Handel's MESSIAH - So. Cal Style!

Being from MN, it's very different to be fast approaching the holidays, listening to carols all around, getting ready to sing the MESSIAH....and seeing palm trees. My home state was just inundated with snow that COLLAPSED the stadium where the MN Vikings play, the Metrodome. How odd. Here I am awaiting rehearsal for my first professional MESSIAH concert in a short sleeved dress and open toed shoes, discussing my plans to sit by the pool the next morning. WHAT???!?!?? Note: I am NOT complaining! 

It was an unseasonably warm weekend in Costa Mesa, CA, which suited me just fine. Two days of short rehearsals, and we were off to the races. My experience, again, was amazing working with Maestro David Lockington. His feedback clear, with no doubt of what I could do with all of his information. I am grateful for his help and to have his trust on stage. After the precision work in the rehearsal is down, it is truly there that we create a new reality. There is freedom in the notes on the page, and he always leaves room enough in his clear conducting for ...possibility. Wow! What a pleasure! People have heard the MESSIAH so many times, and this performance gave me such inspiration to be bold within the structure. Take chances. We were all in it together. What a delight!

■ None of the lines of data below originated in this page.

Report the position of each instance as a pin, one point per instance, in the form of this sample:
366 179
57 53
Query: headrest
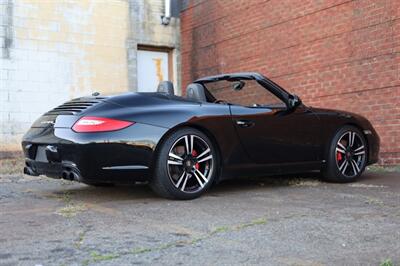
166 87
196 92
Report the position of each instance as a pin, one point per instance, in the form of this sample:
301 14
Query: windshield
244 92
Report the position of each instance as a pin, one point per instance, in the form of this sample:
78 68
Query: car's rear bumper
122 156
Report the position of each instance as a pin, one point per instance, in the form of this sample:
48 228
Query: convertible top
264 81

The soloists were fantastic! The Pacific Symphony sounded amazing and I can hardly say enough about the chorus. They were so precise in their movement, their interpretation and understanding of all the music and text. Their voices clear, filled the several thousand seat hall even in the hush of "Since by Man Came Death", my favorite chorus in the whole piece. Such extremes in emotion, dynamic, texture and I have no idea how many seats. I should've asked, but 3000-4000 seems about right in the 4 tiered, state of the art hall. I was nearly overcome to see that many people stand during the brisk, joyful Hallelujah chorus. Then realized I needed to follow that....eek. But, it was my final solo, and one that I have always felt from the bottom oh my toes when singing, "I Know that My Redeemer Liveth". There I stood, score about waist high, looking up and out to that audience to tell this part of the story. In rehearsal I had struggled with some of the breathing, but as usual, I had done all the tough work and now was time to let go and tell the story. That is what happened and it went beautifully. One of the soloists said she saw one of the patrons crying, "and it was an ugly cry." If people are touched by what we do, then we are doing it right. Why question something so real?